3.1.3 Q-value function

Although the reward specifies what is good at one instant, a Q-value function stipulates what is good in the end. Therefore, the Q-value of a state is the accumulated amount of reward that an agent gains at this state to presume in the future [17]. For example, although a state may continuously produce a low instant reward, it may have a high Q-value owing to being repeatedly trailed by other states that produce high rewards. In a WLAN environment, rewards are similar to a high channel collision probability (unpleased) and a low channel collision probability (pleased), whereas Q-values resemble a more sophisticated and prophetic verdict of how pleased or unpleased the agent is in a particular state (e.g., the backoff stage). If there is no reward, then there will be no Q-value, and the only purpose of estimating the Q-value is to attain additional rewards. An agent is most anxious about the Q-value while giving and assessing verdicts. An agent selects optimum actions based on Q-value findings. It seeks actions that carry states of a maximum Q-value and not a maximum reward because these actions attain the highest amount from the rewards for the agent over the long run.

3.1.4 Environment model

Environment model is an optional element of QL, which imitates the performance of the system to some extent. Typically, it allows drawing inferences to be made about how the environment will perform [17]. For example, given a state and an action, the model might envision the subsequent state and the next reward. Environment models are used for planning a method to decide on a sequence of actions by considering latent future situations. In an example of a WLAN system, a device would like to plan its future decisions based on the given state (e.g., the backoff stage) and action, along with its rewards (e.g., channel collision probability).

3.2 Q-learning algorithm

Let S represent a finite set of conceivable states of an environment and A represent a finite set of allowable actions to be performed. At time t, a learner (IoT device) observes the current state (s) of the environment and performs an action (a), i.e., at=aA, based on both the apparent state and its previous experience. The action at changes the environmental state from st to st+1=sS; consequently, the agent receives the reward (r) at time t, rt for the specific action: at. The QL algorithm finds an optimal policy for state s that optimizes the rewards over a long period of time. In the QL algorithm, a Q-value function, Q(s,a), estimates the reward as the cumulative discounted reward. An optimal Q-value, i.e., Qopt(s,a), is determined using the Q-values. The QL algorithm finds the optimal Q-value in a greedy manner. The Q-value is updated as:

$$ Q(s,a)=(1-\alpha)\times Q(s,a) + \alpha \times \Delta Q(s,a), $$

where α is the learning rate and takes values such as 0≤α≤1. When α is minimum, i.e., zero, the agent does not learn from the environment; therefore, the Q-value is not updated. When α is maximum, i.e., 1, the agent always learns; therefore, learning occurs quickly as seen in the following equation:

$$ \Delta Q(s,a) = \left\{r(s,a) + \beta\times \text{max}_{a^{\prime}}Q\left(s^{\prime},a^{\prime}\right)\right\}-Q(s,a), $$

where β (0≤β≤1) weighs the immediate rewards more heavily than future rewards, and is known as the discount factor.

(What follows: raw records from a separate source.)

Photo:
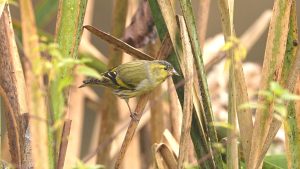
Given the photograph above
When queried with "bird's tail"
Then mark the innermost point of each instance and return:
(91, 81)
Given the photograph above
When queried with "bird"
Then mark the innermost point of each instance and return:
(133, 78)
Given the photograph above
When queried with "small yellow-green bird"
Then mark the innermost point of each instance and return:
(134, 78)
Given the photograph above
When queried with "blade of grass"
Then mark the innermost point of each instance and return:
(35, 87)
(226, 12)
(118, 43)
(109, 104)
(67, 35)
(45, 11)
(187, 61)
(164, 157)
(288, 80)
(273, 60)
(10, 62)
(64, 144)
(202, 20)
(187, 12)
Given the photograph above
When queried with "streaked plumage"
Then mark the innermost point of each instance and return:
(134, 78)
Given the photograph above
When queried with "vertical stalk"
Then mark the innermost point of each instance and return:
(109, 105)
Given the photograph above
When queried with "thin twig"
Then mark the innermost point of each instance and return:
(64, 144)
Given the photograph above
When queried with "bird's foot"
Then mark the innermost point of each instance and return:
(134, 116)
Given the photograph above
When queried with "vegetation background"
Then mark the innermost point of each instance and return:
(98, 121)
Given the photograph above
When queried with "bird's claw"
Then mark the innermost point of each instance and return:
(134, 116)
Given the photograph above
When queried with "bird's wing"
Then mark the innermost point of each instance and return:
(131, 74)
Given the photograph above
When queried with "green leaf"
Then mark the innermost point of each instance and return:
(275, 162)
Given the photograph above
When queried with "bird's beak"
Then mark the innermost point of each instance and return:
(175, 73)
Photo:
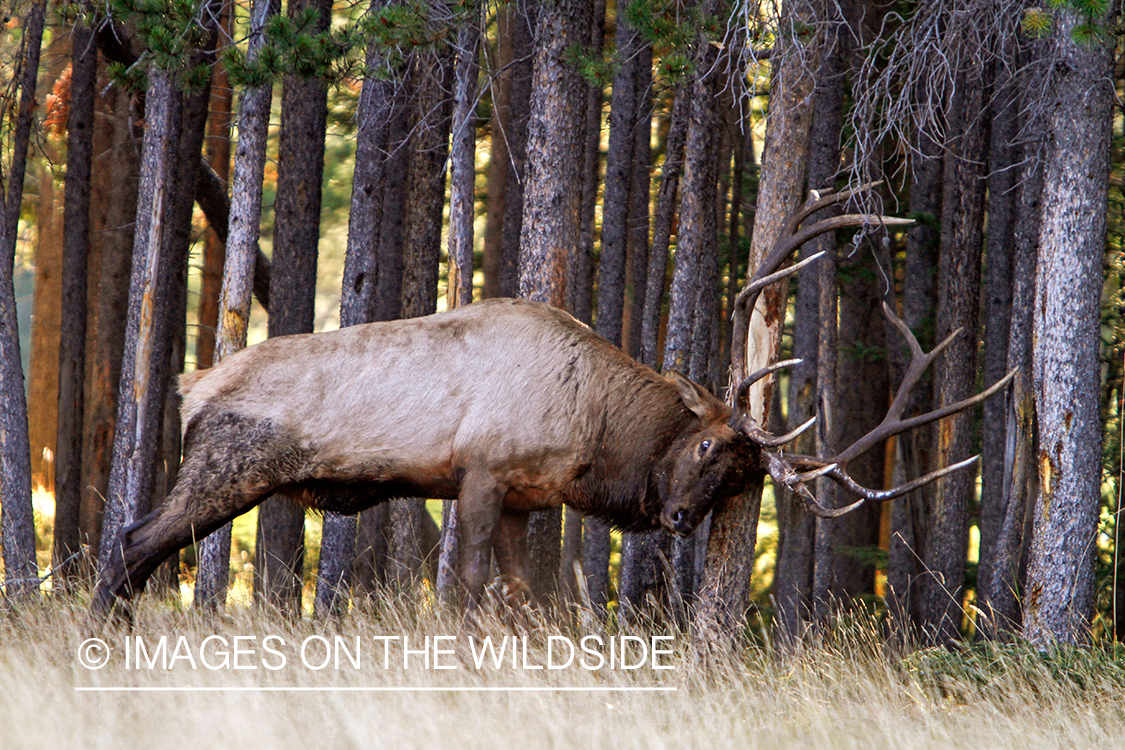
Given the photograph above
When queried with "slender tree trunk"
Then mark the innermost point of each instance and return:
(279, 551)
(523, 53)
(998, 287)
(358, 301)
(611, 268)
(582, 289)
(662, 228)
(729, 560)
(919, 300)
(143, 369)
(72, 341)
(1005, 583)
(16, 518)
(640, 567)
(1068, 292)
(218, 157)
(549, 226)
(461, 215)
(802, 559)
(959, 301)
(46, 304)
(500, 75)
(421, 252)
(239, 273)
(115, 186)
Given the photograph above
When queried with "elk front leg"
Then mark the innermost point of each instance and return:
(478, 512)
(230, 464)
(510, 544)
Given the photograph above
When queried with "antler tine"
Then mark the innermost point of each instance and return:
(821, 199)
(889, 427)
(767, 272)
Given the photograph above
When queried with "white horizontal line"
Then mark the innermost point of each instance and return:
(371, 689)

Over a considerable period of time, Q(s,a) converges into Qopt(s,a). The simplest policy for action selection is to choose one of the actions with the maximum measured Q-value (i.e., exploitation). If there are more than one greedy actions, then a choice is randomly made among them. This greedy action selection method can be written as:

$$ a^{\text{opt}} = \text{argmax}_{a}Q(s,a), $$

where argmaxa signifies the action a, for which the expression that follows it is exploited. An agent continuously exploits current knowledge to maximize the instant reward. A simple substitute is to perform greedily in most cases; however, sometimes (e.g., with a small probability ε) the agent can randomly select from all the equal probability actions, independent of the Q-value. The method using this greedy and non-greedy action selection rule is known as the ε-greedy method [17]. An advantage of such a technique is that as the number of iterations increases, every action will guarantee that Q(s,a) converges to Qopt(s,a). This leads to the inference that the probability of choosing the optimum action converges to a value that is larger than 1−ε, i.e., to adjacent certainty. In WLANs, for dense IoT-based systems, an agent would choose greedy actions from high-value actions (exploitation) to improve the throughput performance, and would perform a non-greedy action (exploration) to know the dynamicity of the network environment.

3.3 Case study: DCF-based backoff mechanism

The QL-based channel access scheme can be used to guide densely deployed IoT devices and allocate radio resources more efficiently. When an IoT device is deployed in a new environment, usually, no data are available on historical scenarios. Therefore, QL algorithms are the best choice to observe and learn the environment for optimal policy selection. For example, we consider the case study of DCF-based backoff mechanism of dense WLANs in IoT-based systems. In a densely deployed WLAN, channel collision is the most vital issue causing performance degradation. To tackle collision issues at the MAC layer, we propose adopting the QL algorithm. QL finds solutions through interacting and learning with an environment; therefore, we propose using the QL algorithm to model the optimal contention window (CW) in a channel observation-based scaled backoff (COSB) mechanism [34] for dense wireless networks of IoT-based systems. In other words, a station (STA; a WLAN-enabled IoT device referred to as an STA) controls the CW selection intelligently with the aid of the QL-based algorithm.

In COSB [34] protocol, STAs select a random backoff value from the initial CW (CWmin) to contend for the wireless medium after observing the channel in an idle state for a distributed inter-frame space (DIFS) period. The period after DIFS is divided into Bobs discrete observation time slots. The duration of each discrete time slot is either a constant idle slot time (σ) or a variable busy slot time (owing to successful or collided transmission). In COSB, each STA proficiently measures the channel observation-based collision probability (pobs) as:

$$ p_{\text{obs}} = 1/B_{\text{obs}}\times\sum_{(k=0)}^{({B_{\text{obs}}-1})}S_{k}, $$

where Sk=0 if Bobs is observed as idle or if the transmission is successful, whereas Sk=1 if Bobs is observed as busy or the transmission has collided [34].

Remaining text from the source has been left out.